NIB records GH¢120m profit in 2015

 

The National Investment Bank has recorded a profit of GH¢120.11 million after tax for the year 2015.

This represents an increase of 51.28% over the 2014 performance of GH¢79.39 million.

The bank recommended the payment of GH¢0.06 per share as dividend to shareholders; a 20% increase in 2014 to strengthen its balance sheet and meet the Bank of Ghana’s minimum capital requirement.

Board Chairman of the bank, Togbe Afede XIV announced this at the Annual General Meeting (AGM) of the bank in Accra.

According to him, the bank achieved an impressive operational result in 2015 with total operating income rising by 51.86% to GH¢348.83 million, from GH¢229.70 million recorded in the previous year.

He noted that the corresponding operating expenses increased by 65% to GH¢178.87 million, from GH¢108.22 million in 2014.

Credit impairment loss for the year also expanded by 43.66% to GH¢24.41 million in 2014 from GH¢16.99 million in 2015.

The balance sheet of the bank strengthened as shareholders’ funds grew by 11.57% to GH¢543.18 million, from GH¢486.82 million in 2014.

Total assets grew from 14.45% to GH¢ 2,654.69 million, from GH¢ 2,319.57 million at the end of 2014.

He pointed out that the bank’s customer deposit liabilities increased by 32.60% from GH¢1,343.81 million at the end of 2014, to GH¢1,781.93 million in 2015.

The capital adequacy ratio was 24.81% at the end of 2015, well above the minimum requirement of 10%.

He said the bank will continue to pursue its aggressive strategic plan, aimed at expanding the service delivery network in order to increase market share and maximise shareholder value.

He said plans are far advanced to improve upon the bank’s competitiveness, to position it to be able to take advantage of the expected rebound in economic activity.

Togbe Afede said the bank had opened 11 new branches in 2015 and would continue to pursue a strategic plan to expand its service delivery network to increase market share and maximise shareholder values as well as build the capacity of staff.

He said the First Ghana Savings and Loans Limited (FGSL), a subsidiary equity stake, stood at 98.98 per cent and that the FGSL recorded after tax profit of GH¢0.62 million in the year under review, compared to a loss of GH¢3.18 million in 2014.

The Managing Director, Mr Ernest Mawuli Agbesi, said the bank continues to experience stiff competition, especially with respect to deposit mobilisation, product development and service delivery channels.

He explained that the banking sector recorded high inflationary pressures and, in response, the Bank of Ghana adjusted the policy rates to 26% from 21% for the year 2014.

As a result, he noted, Treasury bill rates have remained relatively high.
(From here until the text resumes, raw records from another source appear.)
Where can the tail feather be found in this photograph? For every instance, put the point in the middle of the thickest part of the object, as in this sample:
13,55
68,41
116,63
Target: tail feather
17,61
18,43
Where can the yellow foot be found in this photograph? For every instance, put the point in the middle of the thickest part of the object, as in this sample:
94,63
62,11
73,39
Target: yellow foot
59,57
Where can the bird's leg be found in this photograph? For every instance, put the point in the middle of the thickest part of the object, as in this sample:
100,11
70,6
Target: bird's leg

Interest on treasury bills for 91 days and 182 days closed the year with 22.90% and 24.45% respectively.

According to him, the bank employed every available means to bring their respective products and services to the doorsteps of customers.

Shareholders present encouraged the board to continue with their good leadership for the bank to flourish like it did in the past year.